Taner Yüksel vom Sozialdienst muslimischer Frauen gab einen Einblick in die Väterarbeit eines muslimischen Frauenverbands. Er stellte ein Projekt vor, in dem gemeinsam mit Töchtern und Vätern gearbeitet wird. Deutlich machte er, dass es für eine migrationssensible Arbeit mit Vätern und Männern noch viele Kompetenzen und Ressourcen in der Mehrheitsgesellschaft braucht. Neben interkultureller Kompetenz seien beim Thema Vielfalt vor allem aber Sprachkompetenz und passgenaue Ansprachekonzepte ganz zentral.
 

Jahresempfang »Mehr Fortschritt wagen! Gleichstellungsorientierte Männerpolitik der Ampelkoalition«

Beim Jahresempfang standen Perspektiven einer gleichstellungsorientierten Männerpolitik in der aktuellen Legislatur im Fokus. Thomas Altgeld, Vorsitzender des Bundesforum Männer, eröffnete den Abend mit einer Standortbestimmung zum Selbstverständnis des Bundesforum Männer und einem Überblick zu verschiedenen gleichstellungspolitisch relevanten Vorhaben der Bundesregierung. In ihrem anschließenden Grußwort ging die neue Leiterin der Abteilung Gleichstellung im BMFSFJ, Frau Dr. Petra Follmar-Otto, näher auf einzelne Punkte aus dem Koalitionsvertrag ein.

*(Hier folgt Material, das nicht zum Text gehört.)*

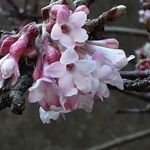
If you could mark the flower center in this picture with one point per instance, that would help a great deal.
(65, 29)
(70, 67)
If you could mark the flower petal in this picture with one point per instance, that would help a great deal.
(86, 66)
(56, 32)
(69, 56)
(78, 19)
(66, 85)
(79, 35)
(82, 82)
(67, 41)
(55, 70)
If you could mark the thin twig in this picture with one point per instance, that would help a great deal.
(138, 85)
(122, 140)
(134, 110)
(83, 2)
(135, 74)
(126, 30)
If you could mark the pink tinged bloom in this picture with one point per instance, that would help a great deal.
(116, 56)
(71, 104)
(45, 92)
(72, 72)
(68, 29)
(9, 68)
(6, 44)
(109, 43)
(79, 101)
(53, 114)
(83, 8)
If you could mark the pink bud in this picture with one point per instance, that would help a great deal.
(32, 31)
(6, 43)
(110, 43)
(82, 8)
(19, 46)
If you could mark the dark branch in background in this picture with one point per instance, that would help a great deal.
(122, 140)
(25, 14)
(134, 110)
(83, 2)
(126, 30)
(13, 97)
(135, 74)
(138, 85)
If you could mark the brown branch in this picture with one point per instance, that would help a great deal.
(95, 27)
(135, 74)
(126, 30)
(83, 2)
(138, 85)
(122, 140)
(134, 110)
(13, 97)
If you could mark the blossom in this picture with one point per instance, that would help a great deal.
(68, 27)
(71, 103)
(72, 72)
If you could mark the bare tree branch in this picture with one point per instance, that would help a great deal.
(126, 30)
(83, 2)
(134, 110)
(135, 74)
(138, 85)
(122, 140)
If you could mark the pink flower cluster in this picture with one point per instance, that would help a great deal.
(70, 70)
(144, 14)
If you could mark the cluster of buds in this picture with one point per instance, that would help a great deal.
(143, 57)
(145, 13)
(70, 70)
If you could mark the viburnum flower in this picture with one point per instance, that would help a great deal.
(72, 72)
(68, 27)
(9, 63)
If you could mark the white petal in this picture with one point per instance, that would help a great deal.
(56, 32)
(79, 35)
(67, 41)
(86, 66)
(82, 82)
(55, 70)
(69, 56)
(78, 19)
(66, 85)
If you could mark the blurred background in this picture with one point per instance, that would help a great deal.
(79, 130)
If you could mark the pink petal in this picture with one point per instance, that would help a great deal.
(109, 43)
(67, 41)
(37, 91)
(69, 56)
(66, 84)
(79, 35)
(78, 19)
(104, 71)
(83, 8)
(103, 90)
(8, 68)
(85, 66)
(115, 79)
(55, 70)
(116, 56)
(86, 102)
(62, 15)
(56, 32)
(82, 82)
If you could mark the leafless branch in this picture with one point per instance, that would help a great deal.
(122, 140)
(135, 74)
(126, 30)
(134, 110)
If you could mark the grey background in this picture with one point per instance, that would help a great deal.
(81, 130)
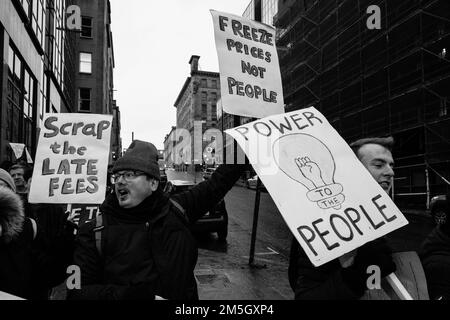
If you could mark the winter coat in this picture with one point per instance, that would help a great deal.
(328, 282)
(16, 258)
(32, 261)
(149, 245)
(435, 256)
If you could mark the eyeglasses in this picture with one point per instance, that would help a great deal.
(127, 176)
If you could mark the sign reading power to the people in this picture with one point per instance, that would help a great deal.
(327, 197)
(250, 78)
(71, 159)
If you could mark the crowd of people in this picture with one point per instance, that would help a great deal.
(140, 246)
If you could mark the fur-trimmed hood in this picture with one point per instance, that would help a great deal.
(11, 215)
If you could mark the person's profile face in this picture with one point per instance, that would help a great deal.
(3, 184)
(379, 162)
(132, 192)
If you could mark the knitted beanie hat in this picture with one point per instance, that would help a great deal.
(6, 177)
(140, 156)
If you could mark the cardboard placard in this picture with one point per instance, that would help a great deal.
(72, 159)
(250, 78)
(328, 199)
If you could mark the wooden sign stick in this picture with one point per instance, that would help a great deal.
(398, 287)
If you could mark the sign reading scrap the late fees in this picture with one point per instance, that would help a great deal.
(71, 159)
(327, 197)
(250, 78)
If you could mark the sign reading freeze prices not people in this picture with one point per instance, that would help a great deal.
(328, 199)
(250, 78)
(72, 159)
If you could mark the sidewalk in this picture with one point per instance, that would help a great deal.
(223, 272)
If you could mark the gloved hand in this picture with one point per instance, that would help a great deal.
(140, 291)
(372, 253)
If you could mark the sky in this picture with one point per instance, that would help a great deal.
(153, 42)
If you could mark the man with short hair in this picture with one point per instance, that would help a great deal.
(346, 277)
(141, 247)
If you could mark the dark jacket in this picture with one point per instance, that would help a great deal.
(435, 257)
(331, 281)
(147, 250)
(20, 264)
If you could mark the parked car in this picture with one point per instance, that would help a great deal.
(251, 183)
(216, 220)
(208, 172)
(438, 209)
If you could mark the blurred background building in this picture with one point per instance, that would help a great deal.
(197, 106)
(389, 81)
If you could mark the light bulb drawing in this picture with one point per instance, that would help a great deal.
(307, 160)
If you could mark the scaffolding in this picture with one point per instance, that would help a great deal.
(395, 80)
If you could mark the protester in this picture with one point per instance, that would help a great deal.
(17, 233)
(435, 257)
(346, 277)
(55, 241)
(17, 172)
(141, 247)
(37, 243)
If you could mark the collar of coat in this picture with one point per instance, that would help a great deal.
(11, 215)
(149, 210)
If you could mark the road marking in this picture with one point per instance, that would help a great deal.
(271, 252)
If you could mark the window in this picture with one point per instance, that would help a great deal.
(214, 112)
(84, 99)
(35, 11)
(86, 27)
(204, 111)
(85, 62)
(21, 100)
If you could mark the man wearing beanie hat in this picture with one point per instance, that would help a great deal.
(141, 247)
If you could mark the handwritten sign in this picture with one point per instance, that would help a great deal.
(71, 159)
(250, 78)
(83, 213)
(327, 197)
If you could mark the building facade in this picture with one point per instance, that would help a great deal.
(116, 140)
(43, 68)
(95, 56)
(197, 105)
(37, 70)
(368, 82)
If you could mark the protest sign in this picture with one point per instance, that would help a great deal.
(327, 197)
(71, 159)
(250, 78)
(81, 213)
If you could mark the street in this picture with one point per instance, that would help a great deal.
(223, 271)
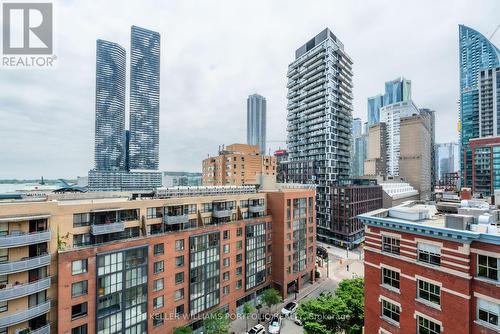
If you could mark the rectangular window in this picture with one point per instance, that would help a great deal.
(390, 245)
(429, 254)
(79, 267)
(487, 267)
(390, 278)
(430, 292)
(79, 289)
(390, 311)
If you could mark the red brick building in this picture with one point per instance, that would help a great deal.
(426, 272)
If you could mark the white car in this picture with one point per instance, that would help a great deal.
(257, 329)
(288, 309)
(274, 325)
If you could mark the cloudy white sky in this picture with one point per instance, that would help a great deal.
(214, 54)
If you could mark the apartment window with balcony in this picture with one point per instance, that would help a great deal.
(427, 326)
(78, 311)
(429, 292)
(390, 278)
(390, 311)
(79, 267)
(488, 313)
(430, 254)
(79, 289)
(487, 267)
(391, 245)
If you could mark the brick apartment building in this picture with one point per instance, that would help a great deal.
(113, 263)
(428, 272)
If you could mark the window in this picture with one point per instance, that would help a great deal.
(179, 278)
(390, 311)
(390, 278)
(159, 249)
(78, 310)
(179, 244)
(488, 312)
(487, 267)
(429, 254)
(157, 302)
(80, 329)
(426, 326)
(158, 284)
(179, 261)
(79, 289)
(79, 267)
(179, 294)
(428, 291)
(158, 267)
(391, 245)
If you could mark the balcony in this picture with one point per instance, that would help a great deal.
(21, 290)
(180, 219)
(24, 264)
(23, 239)
(100, 229)
(25, 315)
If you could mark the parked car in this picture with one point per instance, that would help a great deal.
(257, 329)
(288, 309)
(274, 325)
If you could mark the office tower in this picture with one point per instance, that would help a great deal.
(102, 263)
(237, 164)
(144, 99)
(489, 102)
(256, 121)
(320, 113)
(374, 104)
(476, 53)
(447, 160)
(390, 115)
(415, 161)
(449, 262)
(109, 151)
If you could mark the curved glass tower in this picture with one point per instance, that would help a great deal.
(110, 106)
(476, 52)
(144, 99)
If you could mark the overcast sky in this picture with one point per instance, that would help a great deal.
(213, 55)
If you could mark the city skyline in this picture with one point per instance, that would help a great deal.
(47, 132)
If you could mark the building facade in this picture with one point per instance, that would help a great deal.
(476, 53)
(427, 272)
(320, 113)
(256, 121)
(237, 164)
(119, 265)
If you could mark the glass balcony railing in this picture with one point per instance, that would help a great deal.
(23, 239)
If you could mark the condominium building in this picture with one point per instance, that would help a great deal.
(256, 121)
(476, 53)
(115, 263)
(431, 272)
(237, 164)
(320, 114)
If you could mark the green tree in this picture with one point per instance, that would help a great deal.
(247, 310)
(339, 312)
(183, 330)
(271, 297)
(216, 323)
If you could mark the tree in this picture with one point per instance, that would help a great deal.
(183, 330)
(333, 313)
(216, 323)
(247, 310)
(271, 297)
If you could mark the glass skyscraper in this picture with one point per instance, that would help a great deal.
(476, 52)
(144, 99)
(110, 106)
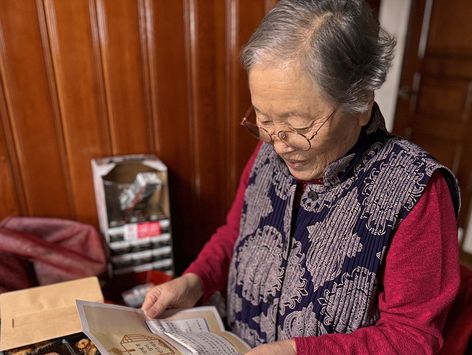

Thomas Altgeld machte in seiner Einführung  deutlich, dass eine umfassende Gleichstellungspolitik Männer als Akteure und als Adressaten von Gleichstellungspolitik in den Blick nehmen muss: 1) als Unterstützer der Anliegen von Frauen, 2) hinsichtlich ihrer eigenen spezifischen Belange und Bedarfe und 3) als Teil einer gemeinsamen Bewegung für mehr Geschlechtergerechtigkeit. Diese Perspektive wird  er auch in den Stiftungsbeirat der Bundesstiftung Gleichstellung einbringen, in den er für das Bundesforum Männer berufen  wurde.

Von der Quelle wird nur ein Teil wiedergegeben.